Analysis of landlord property holdings by type, financing method, and owner category

Chart Section5 Holdings
Key Insight
Individual investors own 88.3% of 333 landlord-owned SFR properties in NE-Frontier.
Detailed Findings

Landlords in NE-Frontier maintain a significant presence, controlling 333 SFR properties, which constitutes 43.4% of the total 767 SFR properties available in the market.

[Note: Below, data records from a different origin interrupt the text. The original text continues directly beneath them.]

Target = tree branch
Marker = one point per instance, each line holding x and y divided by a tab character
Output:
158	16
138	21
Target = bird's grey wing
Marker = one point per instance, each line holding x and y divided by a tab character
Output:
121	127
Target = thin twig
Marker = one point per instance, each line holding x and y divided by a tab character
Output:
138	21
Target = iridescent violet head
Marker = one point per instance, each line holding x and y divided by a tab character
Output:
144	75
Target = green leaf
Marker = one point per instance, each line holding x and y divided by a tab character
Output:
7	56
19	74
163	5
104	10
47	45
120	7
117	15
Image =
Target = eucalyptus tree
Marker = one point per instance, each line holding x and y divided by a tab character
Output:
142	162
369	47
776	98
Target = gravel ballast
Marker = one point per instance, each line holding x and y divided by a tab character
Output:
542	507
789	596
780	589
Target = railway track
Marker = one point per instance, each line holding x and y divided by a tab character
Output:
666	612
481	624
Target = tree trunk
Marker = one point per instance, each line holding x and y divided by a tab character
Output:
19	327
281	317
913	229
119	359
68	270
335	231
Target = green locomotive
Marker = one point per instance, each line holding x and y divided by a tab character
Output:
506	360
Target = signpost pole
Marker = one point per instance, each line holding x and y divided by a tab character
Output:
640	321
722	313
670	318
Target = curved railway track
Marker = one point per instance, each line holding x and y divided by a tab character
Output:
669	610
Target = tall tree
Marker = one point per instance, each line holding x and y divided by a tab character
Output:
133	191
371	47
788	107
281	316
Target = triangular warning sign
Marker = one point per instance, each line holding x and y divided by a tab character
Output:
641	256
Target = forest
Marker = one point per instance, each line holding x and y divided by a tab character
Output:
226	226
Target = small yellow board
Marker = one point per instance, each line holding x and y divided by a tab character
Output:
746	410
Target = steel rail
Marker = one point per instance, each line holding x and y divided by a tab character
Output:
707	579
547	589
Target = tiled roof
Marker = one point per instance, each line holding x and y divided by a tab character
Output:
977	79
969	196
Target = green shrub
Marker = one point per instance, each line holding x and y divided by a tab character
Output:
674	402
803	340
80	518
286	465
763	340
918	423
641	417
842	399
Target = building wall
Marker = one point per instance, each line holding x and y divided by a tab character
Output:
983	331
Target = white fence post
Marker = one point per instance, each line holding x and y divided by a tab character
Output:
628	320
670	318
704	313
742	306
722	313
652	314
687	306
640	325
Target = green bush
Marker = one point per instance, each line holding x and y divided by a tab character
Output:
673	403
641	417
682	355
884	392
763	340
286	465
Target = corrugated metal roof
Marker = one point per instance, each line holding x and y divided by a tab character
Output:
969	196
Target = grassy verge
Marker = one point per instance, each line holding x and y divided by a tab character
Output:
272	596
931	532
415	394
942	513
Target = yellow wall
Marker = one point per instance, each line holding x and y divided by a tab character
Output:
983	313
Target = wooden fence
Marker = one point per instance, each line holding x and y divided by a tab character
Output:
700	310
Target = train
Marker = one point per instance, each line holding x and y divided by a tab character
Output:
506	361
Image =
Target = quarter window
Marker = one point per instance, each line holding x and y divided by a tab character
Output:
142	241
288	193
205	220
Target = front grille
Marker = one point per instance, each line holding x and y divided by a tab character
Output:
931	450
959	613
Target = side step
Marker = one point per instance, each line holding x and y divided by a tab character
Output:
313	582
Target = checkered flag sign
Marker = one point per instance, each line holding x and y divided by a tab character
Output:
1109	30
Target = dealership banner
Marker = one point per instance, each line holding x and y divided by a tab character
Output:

This high penetration underscores the importance of investor activity in the local housing landscape.

Individual investors overwhelmingly dominate the landlord sector, owning 294 SFR properties, which accounts for 88.3% of all investor-owned housing. In contrast, company-owned SFR properties are limited to 45, or 13.5% of the total.

The market is characterized by a high degree of rental focus, with 330 of the 333 investor-owned SFR properties actively rented out, representing 99.1% of the portfolio. This highlights the primary objective of these holdings as income-generating rentals.

The preference for cash transactions is evident among landlords, as 258 properties (77.5% of the portfolio) were acquired with cash. Only 75 properties (22.5%) are financed, suggesting a conservative investment strategy or a strong capital base for local investors.

Despite companies owning a smaller portion of properties, the ratio of individual to company landlord entities is an even greater disparity at 11.34:1 (397 individual landlords to 35 company landlords), reinforcing the mom-and-pop backbone of the market.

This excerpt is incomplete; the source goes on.